ES/PNET is a highly malignant tumor and has poor prognosis. Pre-operative diagnosis of ES/PNET of urogenital tract is difficult and largely depends on pathology, immunohistochemistry, and, if applicable, molecular biology. Comprehensive therapy may include surgery, chemotherapy and radiotherapy.

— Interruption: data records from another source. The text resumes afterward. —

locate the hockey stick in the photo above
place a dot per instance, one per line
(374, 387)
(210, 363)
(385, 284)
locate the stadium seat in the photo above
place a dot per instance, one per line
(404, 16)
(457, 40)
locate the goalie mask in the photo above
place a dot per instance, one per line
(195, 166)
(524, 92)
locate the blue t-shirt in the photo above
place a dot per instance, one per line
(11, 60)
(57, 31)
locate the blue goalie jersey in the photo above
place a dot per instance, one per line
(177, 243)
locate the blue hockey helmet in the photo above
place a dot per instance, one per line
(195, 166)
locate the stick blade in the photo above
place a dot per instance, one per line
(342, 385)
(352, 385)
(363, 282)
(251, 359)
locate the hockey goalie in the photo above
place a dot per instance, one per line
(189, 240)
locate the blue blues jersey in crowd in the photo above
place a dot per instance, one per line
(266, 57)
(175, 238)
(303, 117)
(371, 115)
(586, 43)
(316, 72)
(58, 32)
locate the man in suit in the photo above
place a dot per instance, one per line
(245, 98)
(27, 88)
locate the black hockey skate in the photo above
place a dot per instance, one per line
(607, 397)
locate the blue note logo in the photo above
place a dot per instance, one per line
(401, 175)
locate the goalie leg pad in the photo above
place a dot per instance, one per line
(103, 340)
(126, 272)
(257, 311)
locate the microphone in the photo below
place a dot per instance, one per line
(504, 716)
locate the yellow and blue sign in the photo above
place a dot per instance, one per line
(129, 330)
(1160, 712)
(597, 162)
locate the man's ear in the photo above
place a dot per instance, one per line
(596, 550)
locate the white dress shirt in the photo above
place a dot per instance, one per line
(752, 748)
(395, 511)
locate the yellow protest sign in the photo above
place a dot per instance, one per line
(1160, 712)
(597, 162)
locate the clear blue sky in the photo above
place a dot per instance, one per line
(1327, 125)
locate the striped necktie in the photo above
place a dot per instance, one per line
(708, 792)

泌尿生殖道原始神经外胚层肿瘤/尤文肉瘤(ES/PNET)是一种罕见疾病,临床表现不具特异性,这使得诊断较为困难。本研究总结了 ES/PNET 的临床表现、病理特征、治疗策略和预后。
分析了阴茎和输尿管 2 例 ES/PNET 患者的临床资料,并复习了相关文献。
阴茎(n=1)和输尿管(n=1)均经病理、免疫组织化学和分子生物学技术证实为 ES/PNET。1 例患者阴茎根部有一肿瘤,侵犯了海绵体,导致阴茎巨大肿大。最初诊断为内分泌紊乱,但 11 个月后发现双肺大量转移,确诊为该肿瘤。行肿瘤活检,给予 CAV(环磷酰胺+多柔比星+长春新碱)+IE(异环磷酰胺+依托泊苷)方案化疗 9 个月。另 1 例患儿因腹痛和右肾积水行超声检查,发现右输尿管髂血管水平有一肿瘤。行肿瘤切除术和输尿管吻合术,给予 CAV+IE 方案化疗 8 个月。目前两位患者均在密切随访中。
ES/PNET 是一种高度恶性肿瘤,预后较差。泌尿生殖道 ES/PNET 的术前诊断较为困难,主要依赖于病理学、免疫组织化学,必要时还需行分子生物学检查。综合治疗可能包括手术、化疗和放疗。